Bybit: A New Level of Attack

In February 2025, a hack took place that rewrote the market's understanding of how a major exchange can be attacked at all. Bybit lost about $1.5 billion in Ethereum, making it the largest crypto theft on record, with more than 401,000 ETH withdrawn. The FBI linked the attack to TraderTraitor, the same North Korean group behind many other large thefts in the industry.

Bybit used a multi-signature wallet based on Safe (formerly Gnosis Safe), which is considered one of the most reliable solutions for corporate cryptocurrency storage. Several authorized employees had to approve every transaction. It all looked like a mature, well-built system.

The attackers did not target the wallet directly. They went after the infrastructure through which employees viewed and signed transactions. They managed to compromise the interface of one of the providers, so that on screen the employees saw a legitimate transaction while they were in fact signing a change to the logic of the wallet's smart contract. In effect, they handed control of the vault to the attackers with their own hands. After that, the funds were withdrawn in a single moment.

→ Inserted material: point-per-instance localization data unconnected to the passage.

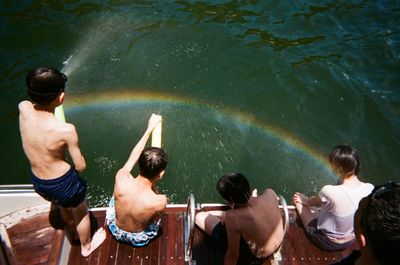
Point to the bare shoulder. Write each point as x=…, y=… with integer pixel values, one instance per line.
x=121, y=176
x=25, y=107
x=269, y=193
x=25, y=104
x=160, y=202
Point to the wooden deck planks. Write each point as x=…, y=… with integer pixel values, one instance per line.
x=34, y=239
x=34, y=234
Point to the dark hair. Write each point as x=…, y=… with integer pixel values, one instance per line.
x=234, y=188
x=44, y=84
x=380, y=221
x=345, y=160
x=152, y=161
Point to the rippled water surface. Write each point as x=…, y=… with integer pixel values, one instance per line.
x=265, y=88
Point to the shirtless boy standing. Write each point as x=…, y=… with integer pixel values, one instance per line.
x=45, y=140
x=136, y=207
x=254, y=224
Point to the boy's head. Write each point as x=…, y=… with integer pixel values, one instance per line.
x=152, y=162
x=344, y=160
x=234, y=188
x=377, y=222
x=45, y=84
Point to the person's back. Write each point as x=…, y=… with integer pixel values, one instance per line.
x=340, y=204
x=331, y=227
x=251, y=221
x=46, y=154
x=251, y=230
x=136, y=204
x=135, y=208
x=45, y=141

The attack was carefully prepared. It did not rely on brute force; it was built on people's trust in a familiar tool. They saw a familiar interface, checked the amount, and clicked confirm. And that is exactly what worked against the exchange.

Bybit became a reminder for the entire market that security is not a single setting or a single tool. It is a system that has to work every day. What matters is who signs operations and how, how many layers of verification a transfer passes through, how suspicious addresses are tracked, who has access to critical actions, and what happens when something does not go according to plan.

What the Largest Crypto Hacks Have in Common

The details of all these stories differ. In some cases there were storage problems. In others, a vulnerability in the code. Elsewhere, an attack on a bridge. Elsewhere still, a compromise of access or of the signing process.

But the underlying logic repeats. Major hacks most often occur where three factors converge: a lot of money, complex infrastructure, and at least one weak link. That link may be a private key, a smart contract, an employee, an admin panel, an interface, a hot wallet, or an inattentive user.

This is why security in crypto cannot be reduced to the single phrase "the blockchain is reliable." The blockchain itself may work correctly, yet a user can still lose money by entering the wrong address, following a phishing link, or entrusting assets to a service that lacks proper control procedures.

How Users Can Reduce Their Risks

The good news is that a user does not need to become a cybersecurity specialist to reduce the basic risks. Following a few rules of financial hygiene is enough.

  • Do not keep all your assets in one place. There is a golden rule in the crypto industry: "Not your keys, not your coins." When your funds are kept on an exchange, you do not fully control them from a technical point of view. What you see on the screen is essentially an entry in the exchange's internal database, a promise that the platform owes you those assets and will return them when you request a withdrawal. If the exchange is hacked, frozen by regulators, or goes bankrupt, as happened with Mt. Gox, that promise may suddenly become very hard to enforce. Exchanges are convenient for everyday transactions, conversions, and trading. But for long-term storage of large amounts, a personal wallet is safer, provided that only you control the private keys.
  • Always check the address before a transfer. Pay particular attention to the first and last characters. For a large operation, it is better to first send a small test amount.
  • Use two-factor authentication through an app, not just SMS. App-based codes are significantly harder for attackers to intercept than text messages.
  • Do not follow links from random messages. Do not trust a "support team" that contacts you first in private messages and urgently asks you to confirm something.
  • Be careful with new DeFi protocols and bridges. High yields, an attractive interface, and an active Telegram chat are no substitute for an audit, a track record, and a clear security model.